It is widely felt and reported that housing costs have entered the painful range. Especially more recent home buyers (with less equity built up) and those in areas prone to extreme weather events are struggling, because they are being hit thrice or even quince (fourice, quarce, quadrice?) And there is little relief on the horizon.
This Saturday marks the beginning of the 2024 Atlantic hurricane season, and the National Oceanic and Atmospheric Administration (NOAA) predicts it will be a bumpier-than-normal ride. That would not be great news in any year, but is especially dire in this one. Most homeowners will—after the initial freeze response—react to the news by checking their insurance policy for coverage. That is if they have one.
Back in January, WSJ brought this graph showing the global insured losses due to extreme weather in a story talking about the emerging insurance deserts, which are areas no (private) insurers are willing to take on. Already, Florida’s insurer of last resort is the main provider in the state.
If insurers are not leaving markets altogether, they are raising premiums. One way for the insurers to cover their risk is by being insured themselves, and the premiums for reinsurance has taken quite a hike like everything else.
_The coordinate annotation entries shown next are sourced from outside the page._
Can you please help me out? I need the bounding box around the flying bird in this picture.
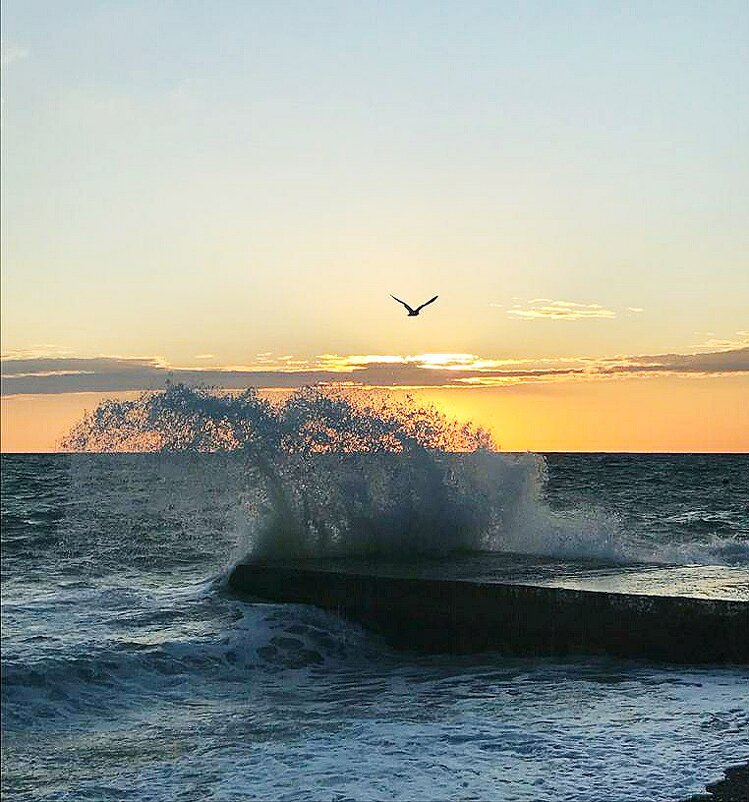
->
[390,295,439,317]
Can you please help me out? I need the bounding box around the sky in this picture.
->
[0,0,749,451]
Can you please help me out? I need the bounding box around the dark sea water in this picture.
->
[2,454,749,802]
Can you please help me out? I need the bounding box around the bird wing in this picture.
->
[416,295,439,312]
[390,295,414,312]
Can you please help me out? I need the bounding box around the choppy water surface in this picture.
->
[2,454,749,802]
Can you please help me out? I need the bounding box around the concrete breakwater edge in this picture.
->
[229,560,749,665]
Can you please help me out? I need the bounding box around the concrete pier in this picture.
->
[229,555,749,664]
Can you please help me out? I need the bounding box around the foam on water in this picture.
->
[58,385,749,569]
[1,446,749,802]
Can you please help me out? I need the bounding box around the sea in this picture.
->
[1,453,749,802]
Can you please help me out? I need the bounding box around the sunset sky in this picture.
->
[2,0,749,451]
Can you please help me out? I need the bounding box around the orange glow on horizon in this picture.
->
[0,375,749,453]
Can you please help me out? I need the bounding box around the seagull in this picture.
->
[390,295,439,317]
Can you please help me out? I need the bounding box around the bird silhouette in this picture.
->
[390,295,439,317]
Expensive reinsurance leads to expensive home insurance leads to expensive housing.
Bloomberg writes that the hardest hit areas inTexas and Florida now see significant increases in foreclosure filings, where the rest of the nation see a slight fall in filings.
Apart from increasing home insurance premiums, a lot of those who bought their homes just before the pandemic got an extension on loan payments during COVID but now have trouble catching up. And while home values have risen, so have mortgage rates—to around 7%—making it harder to sell the house or refinance the loan.
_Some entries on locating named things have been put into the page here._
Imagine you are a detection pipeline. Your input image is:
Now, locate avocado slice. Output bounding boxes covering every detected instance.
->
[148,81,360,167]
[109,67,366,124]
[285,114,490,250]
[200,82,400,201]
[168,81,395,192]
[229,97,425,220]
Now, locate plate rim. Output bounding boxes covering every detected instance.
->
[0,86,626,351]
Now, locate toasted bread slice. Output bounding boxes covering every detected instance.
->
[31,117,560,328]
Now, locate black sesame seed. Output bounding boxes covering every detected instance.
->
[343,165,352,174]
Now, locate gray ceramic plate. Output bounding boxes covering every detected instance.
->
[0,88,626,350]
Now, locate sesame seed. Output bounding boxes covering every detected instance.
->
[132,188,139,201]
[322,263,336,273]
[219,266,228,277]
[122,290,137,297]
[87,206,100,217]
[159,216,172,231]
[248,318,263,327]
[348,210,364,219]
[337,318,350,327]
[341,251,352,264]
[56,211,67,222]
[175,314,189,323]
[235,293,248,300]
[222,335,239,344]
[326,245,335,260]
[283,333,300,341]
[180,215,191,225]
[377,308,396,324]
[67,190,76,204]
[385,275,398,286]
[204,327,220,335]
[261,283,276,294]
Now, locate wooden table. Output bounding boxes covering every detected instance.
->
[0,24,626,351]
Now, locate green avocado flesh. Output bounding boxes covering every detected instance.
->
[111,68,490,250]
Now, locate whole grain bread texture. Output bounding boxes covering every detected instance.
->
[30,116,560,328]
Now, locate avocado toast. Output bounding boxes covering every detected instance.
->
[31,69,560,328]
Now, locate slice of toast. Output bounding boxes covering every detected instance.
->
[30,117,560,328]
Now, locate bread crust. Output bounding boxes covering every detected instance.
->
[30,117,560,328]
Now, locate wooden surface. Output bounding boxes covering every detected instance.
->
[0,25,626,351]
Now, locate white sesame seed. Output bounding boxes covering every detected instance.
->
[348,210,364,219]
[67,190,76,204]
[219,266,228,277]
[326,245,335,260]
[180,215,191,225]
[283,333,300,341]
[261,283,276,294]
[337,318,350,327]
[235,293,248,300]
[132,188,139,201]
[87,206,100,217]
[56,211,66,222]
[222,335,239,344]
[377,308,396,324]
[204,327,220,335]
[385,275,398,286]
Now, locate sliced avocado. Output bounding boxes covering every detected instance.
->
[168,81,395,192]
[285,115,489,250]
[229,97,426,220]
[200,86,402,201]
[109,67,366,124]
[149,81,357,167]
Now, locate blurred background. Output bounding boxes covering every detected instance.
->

It is also worth noting that the 2019 buyers with larger mortgages ($1MN+) who got a 5-year ARM are coming up on their first adjustment, and though it might be capped, it will smart to go from a rate around 3% to a rate around 5% on a loan that size and look at another reset in six months.
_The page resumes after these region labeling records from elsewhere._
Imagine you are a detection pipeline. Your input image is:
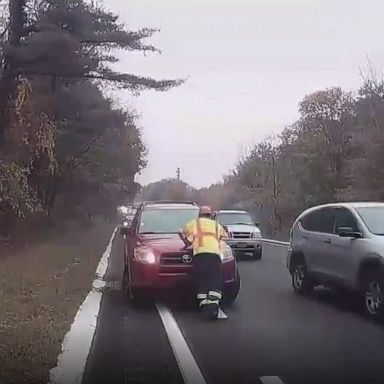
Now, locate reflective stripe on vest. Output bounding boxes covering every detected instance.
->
[195,219,220,248]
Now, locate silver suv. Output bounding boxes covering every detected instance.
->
[287,203,384,320]
[212,210,263,260]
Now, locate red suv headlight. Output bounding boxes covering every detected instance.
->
[133,247,156,264]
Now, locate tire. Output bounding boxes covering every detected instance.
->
[361,271,384,323]
[291,257,314,295]
[121,267,149,308]
[223,270,241,304]
[252,249,263,261]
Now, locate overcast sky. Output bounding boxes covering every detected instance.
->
[104,0,384,187]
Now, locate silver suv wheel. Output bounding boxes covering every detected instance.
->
[365,280,383,316]
[292,265,305,289]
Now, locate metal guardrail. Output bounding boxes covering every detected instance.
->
[261,239,289,247]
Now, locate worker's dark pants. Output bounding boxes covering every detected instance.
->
[193,253,223,295]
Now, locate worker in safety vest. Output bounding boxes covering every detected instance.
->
[180,206,227,318]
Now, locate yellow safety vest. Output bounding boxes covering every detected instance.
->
[181,218,227,255]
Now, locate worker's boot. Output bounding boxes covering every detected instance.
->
[200,291,222,319]
[200,299,219,320]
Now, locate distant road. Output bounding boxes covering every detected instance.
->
[84,238,384,384]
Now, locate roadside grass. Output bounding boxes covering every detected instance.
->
[0,223,113,384]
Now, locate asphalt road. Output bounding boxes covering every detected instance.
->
[84,239,384,384]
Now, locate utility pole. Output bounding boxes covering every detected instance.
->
[176,167,180,181]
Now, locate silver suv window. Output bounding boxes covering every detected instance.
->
[335,207,360,232]
[356,206,384,236]
[300,208,335,233]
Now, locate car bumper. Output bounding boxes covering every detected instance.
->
[131,259,237,290]
[225,238,263,252]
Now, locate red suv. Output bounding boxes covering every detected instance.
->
[121,201,240,301]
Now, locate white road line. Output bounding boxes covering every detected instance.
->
[49,228,117,384]
[156,303,206,384]
[260,376,284,384]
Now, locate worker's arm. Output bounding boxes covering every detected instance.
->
[219,224,229,240]
[179,224,192,247]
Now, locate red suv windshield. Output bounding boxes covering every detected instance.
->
[138,208,199,234]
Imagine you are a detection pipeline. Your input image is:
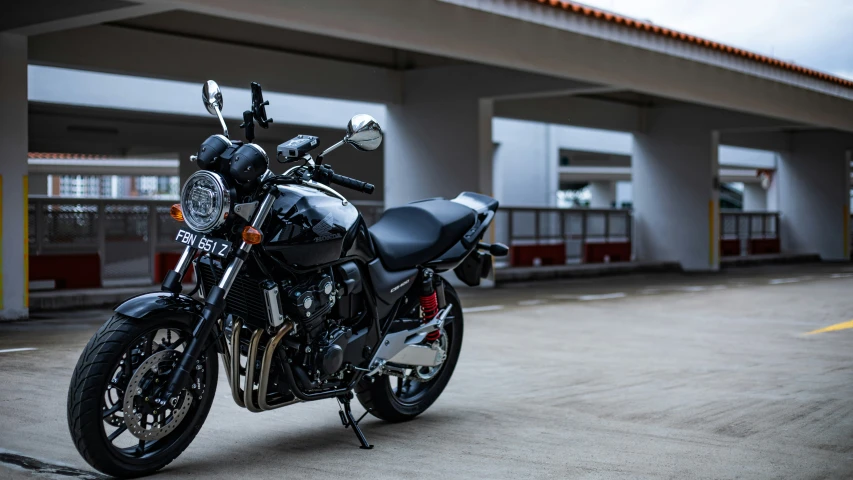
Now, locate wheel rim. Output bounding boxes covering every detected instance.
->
[388,305,458,406]
[101,326,208,462]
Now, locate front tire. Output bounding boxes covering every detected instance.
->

In addition, increasing home values mean higher property taxes.
And last, but not least: zombies!
NPR’s Planet Money brought an investigative report on what is known as zombie mortgages. Back in the carefree days of the noughts, thousands of home buyers got second mortgages to finance their down payment. When it all came crashing down in 2008, those second mortgages became worthless, and many were told they had been cancelled.
However, in some cases they were bought for pennies—literally—on the ten-thousands and have been sitting in some banker’s box or dusty file cabinet since then. With property values going up, these zombie mortgages have now come alive and are back to collect.
Because those loans once were real, but records of where they went are poor, and state rules vary, those walking dead are hard to slay. Foreclosures and evictions are not uncommon, and it often takes a court case to beat them down.
Regitze Ladekarl, FRM, is FRG’s Director of Company Intelligence. She has 25-plus years of experience where finance meets technology.